Lo specialista cardiologo pensava che gli effetti dell’infarto non sarebbero migliorati senza un intervento. Ha detto che i vasi coronarici ostruiti non si sarebbero rigenerati con la sola terapia chelante, tuttavia la riteneva un buon supporto e quindi mio marito avrebbe dovuto continuare con essa. Qualche giorno fa mio marito ha dovuto entrare in ospedale per un’intera giornata per sottoporsi a tutti gli esami necessari, tra cui radiografie, ecografie e altro, per chiarire la sua situazione e in preparazione al suo intervento. (Nel frattempo, mio marito ha già fatto 8 infusioni chelanti.
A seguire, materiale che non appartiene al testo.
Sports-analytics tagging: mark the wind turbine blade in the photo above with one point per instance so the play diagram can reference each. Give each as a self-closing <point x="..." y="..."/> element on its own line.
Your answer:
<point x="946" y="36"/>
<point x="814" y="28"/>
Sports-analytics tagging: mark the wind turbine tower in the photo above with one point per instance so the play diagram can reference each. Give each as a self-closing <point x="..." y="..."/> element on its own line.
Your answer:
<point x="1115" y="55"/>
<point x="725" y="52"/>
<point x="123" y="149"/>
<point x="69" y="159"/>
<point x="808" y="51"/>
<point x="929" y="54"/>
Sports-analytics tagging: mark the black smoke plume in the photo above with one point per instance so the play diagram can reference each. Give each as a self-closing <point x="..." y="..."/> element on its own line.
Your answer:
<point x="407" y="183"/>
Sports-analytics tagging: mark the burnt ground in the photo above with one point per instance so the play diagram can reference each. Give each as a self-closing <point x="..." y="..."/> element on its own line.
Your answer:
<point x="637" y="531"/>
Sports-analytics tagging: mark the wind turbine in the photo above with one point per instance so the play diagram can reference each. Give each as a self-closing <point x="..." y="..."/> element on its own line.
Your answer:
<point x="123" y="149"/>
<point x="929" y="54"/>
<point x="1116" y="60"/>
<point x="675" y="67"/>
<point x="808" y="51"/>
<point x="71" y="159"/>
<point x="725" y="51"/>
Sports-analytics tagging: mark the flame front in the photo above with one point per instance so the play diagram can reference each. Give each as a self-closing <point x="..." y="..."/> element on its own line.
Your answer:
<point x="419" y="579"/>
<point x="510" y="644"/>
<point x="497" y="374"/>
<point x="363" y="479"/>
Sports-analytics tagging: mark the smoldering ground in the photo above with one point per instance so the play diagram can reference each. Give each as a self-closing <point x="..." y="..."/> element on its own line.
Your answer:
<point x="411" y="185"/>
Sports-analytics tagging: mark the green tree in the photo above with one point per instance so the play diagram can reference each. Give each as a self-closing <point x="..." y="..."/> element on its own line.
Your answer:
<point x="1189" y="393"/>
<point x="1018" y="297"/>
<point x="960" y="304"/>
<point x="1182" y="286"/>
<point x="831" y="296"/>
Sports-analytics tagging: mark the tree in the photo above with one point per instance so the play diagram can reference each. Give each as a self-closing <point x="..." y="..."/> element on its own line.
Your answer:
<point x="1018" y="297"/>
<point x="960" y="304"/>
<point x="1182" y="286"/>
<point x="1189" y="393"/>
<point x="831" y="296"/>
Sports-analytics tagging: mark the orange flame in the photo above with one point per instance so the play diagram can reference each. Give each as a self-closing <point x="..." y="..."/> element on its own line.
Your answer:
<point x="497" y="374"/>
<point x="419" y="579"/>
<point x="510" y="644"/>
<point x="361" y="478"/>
In totale dovrebbe farne 30.) I medici hanno valutato le radiografie e gli esami e abbiamo ricevuto la seguente comunicazione telefonica: “Non è necessario alcun intervento chirurgico, finora tutto bene”. Questa è un’ottima notizia e ho pensato di doverlo comunicare anche a voi, quindi vorrei ringraziare voi e tutto il team della Dr.ssa Clark per il suggerimento. Mio marito sta ora facendo la pulizia dei reni e sta sistemando i suoi denti.

Con molti ringraziamenti e cordiali saluti A. L.